Victoire confirmée en appel pour Denis Breteau, lanceur d’alerte de la SNCF, soutenu par la MLA

Par un arrêt du 28 novembre dernier, la Chambre sociale de la Cour d’Appel de Lyon a confirmé la réintégration de Denis Breteau, licencié en décembre 2018

Le jugement, sévère pour la SNCF, est sans appel. Ilreconnaît sans ambiguïté le statut de lanceur d’alerte de l’intéressé.

Si le juge n’a pas fait application du régime juridique dédié aux lanceurs d’alerte créé par la loi Sapin II de 2016, ce n’est que pour une raison purement technique d’application de la loi dans le temps. En effet, au moment des signalements de Denis Breteau,ce régime dédié à la protection du lanceur d’alerte n’existait pas. Pour y remédier, la Cour d’Appel de Lyon confirme sa protection sur le fondement de la liberté d’expression consacré par l’article 10 de la Convention Européenne de Sauvegarde des Droits de l’Homme.

Reprenant l’exposé des faits de façon chronologique et précise, le juge reconnaît que les signalements du lanceur d’alerte ont été réalisés de bonne foi, qu’« aucune intention malveillante à l’encontre de son employeur ne peut être caractérisée en l’espèce », observant par la suite que « la révélation de ces pratiques à sa hiérarchie n’a été suivie d’aucune action corrective, l’obligeant ainsi à saisir les autorités judiciaires et les instances européennes »

Le juge poursuit son exposé par la recherche d’un lien de causalité entre la mesure de licenciement et l’alerte. En effet, radié par son employeur au motif d’avoir refusé 4 postes, le juge conclut que le licenciement né de ce refus était fautif.Il observe que dès lors que les postes proposés à l’intimé mettaient celui-ci directement en lien avec les personnes mises en cause par ses signalements, ou étaient basés à Paris (ce dernier travaillait à Lyon) alors même que le contrat de Denis Breteau ne contenait aucune clause de mobilité, le refus opposé par le lanceur d’alerte, d’intégrer un des postes proposés, était« légitime ».

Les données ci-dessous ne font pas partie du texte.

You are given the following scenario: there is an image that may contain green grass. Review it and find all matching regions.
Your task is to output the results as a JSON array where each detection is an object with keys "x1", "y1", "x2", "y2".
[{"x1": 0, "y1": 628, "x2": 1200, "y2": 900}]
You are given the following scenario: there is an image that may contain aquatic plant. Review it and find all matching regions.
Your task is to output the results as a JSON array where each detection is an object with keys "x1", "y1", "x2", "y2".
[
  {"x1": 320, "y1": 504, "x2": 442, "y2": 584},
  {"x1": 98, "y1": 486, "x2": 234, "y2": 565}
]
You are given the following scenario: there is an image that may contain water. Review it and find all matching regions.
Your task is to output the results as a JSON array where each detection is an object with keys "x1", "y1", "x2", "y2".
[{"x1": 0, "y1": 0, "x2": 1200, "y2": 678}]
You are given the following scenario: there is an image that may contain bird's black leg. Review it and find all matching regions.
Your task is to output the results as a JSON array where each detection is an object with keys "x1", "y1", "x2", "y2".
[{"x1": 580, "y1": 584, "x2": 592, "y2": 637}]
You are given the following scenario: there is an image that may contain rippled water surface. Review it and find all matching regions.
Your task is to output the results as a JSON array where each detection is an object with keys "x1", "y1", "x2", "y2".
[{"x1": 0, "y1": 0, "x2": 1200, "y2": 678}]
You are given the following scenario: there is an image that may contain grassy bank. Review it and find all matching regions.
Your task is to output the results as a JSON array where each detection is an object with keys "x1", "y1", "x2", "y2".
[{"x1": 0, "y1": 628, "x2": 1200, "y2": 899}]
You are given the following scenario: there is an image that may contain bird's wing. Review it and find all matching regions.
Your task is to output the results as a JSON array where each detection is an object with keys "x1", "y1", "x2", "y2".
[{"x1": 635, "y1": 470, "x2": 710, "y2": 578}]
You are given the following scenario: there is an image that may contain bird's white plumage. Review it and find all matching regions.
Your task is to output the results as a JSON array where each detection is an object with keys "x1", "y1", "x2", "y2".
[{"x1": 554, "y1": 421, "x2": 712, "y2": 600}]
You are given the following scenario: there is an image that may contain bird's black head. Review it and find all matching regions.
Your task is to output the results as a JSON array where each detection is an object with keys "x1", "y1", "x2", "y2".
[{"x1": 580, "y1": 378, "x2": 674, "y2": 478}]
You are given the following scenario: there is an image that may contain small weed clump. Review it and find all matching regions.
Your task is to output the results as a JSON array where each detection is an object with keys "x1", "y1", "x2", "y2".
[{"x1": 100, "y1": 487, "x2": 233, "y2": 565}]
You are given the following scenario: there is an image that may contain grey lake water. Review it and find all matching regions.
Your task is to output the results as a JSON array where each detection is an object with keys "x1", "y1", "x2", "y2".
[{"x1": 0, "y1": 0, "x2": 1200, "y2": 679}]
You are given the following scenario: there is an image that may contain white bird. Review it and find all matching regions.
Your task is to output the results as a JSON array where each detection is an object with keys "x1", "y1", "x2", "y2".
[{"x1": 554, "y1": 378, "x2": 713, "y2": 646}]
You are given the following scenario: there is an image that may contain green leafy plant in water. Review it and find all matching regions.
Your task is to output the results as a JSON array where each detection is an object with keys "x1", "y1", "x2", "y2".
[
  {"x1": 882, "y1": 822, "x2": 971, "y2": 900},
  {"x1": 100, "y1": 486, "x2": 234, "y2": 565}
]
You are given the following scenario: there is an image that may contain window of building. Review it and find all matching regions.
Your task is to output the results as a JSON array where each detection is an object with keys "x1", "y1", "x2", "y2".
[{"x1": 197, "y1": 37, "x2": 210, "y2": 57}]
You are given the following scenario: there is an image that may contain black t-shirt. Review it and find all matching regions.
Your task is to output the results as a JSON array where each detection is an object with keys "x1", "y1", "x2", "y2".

Pour terminer, le juge se prononce sur les incidences des révélations de Denis Breteau sur sa carrière. Il observe que, suite aux signalements, le nombre de promotions a significativement diminué, que Monsieur Breteau a pu faire l’objet de « défaillances d’affectation à un poste », ou encore, que la mesure de licenciement caractérisait en elle-même une atteinte à la liberté d’expression du lanceur d’alerte.

La décision s’inscrit dans la ligne de l’arrêt du 30 juin 2016 de la Cour de Cassation, qui énonce que les sanctions prises à l’encontre de salariés « lanceurs d’alerte » constituent une violation de leur droit d’expression au sens de l’article 10 de la Convention Européenne des Droits de l’Homme, en particulier du « droit pour les salariés de signaler les conduites ou actes illicites constatés par eux sur leur lieu de travail ».

En cela, elle rappelle utilement que lancer l’alerte consiste à exercer un droit qui constitue la pierre angulaire de la démocratie : le droit fondamental à la liberté d’expression.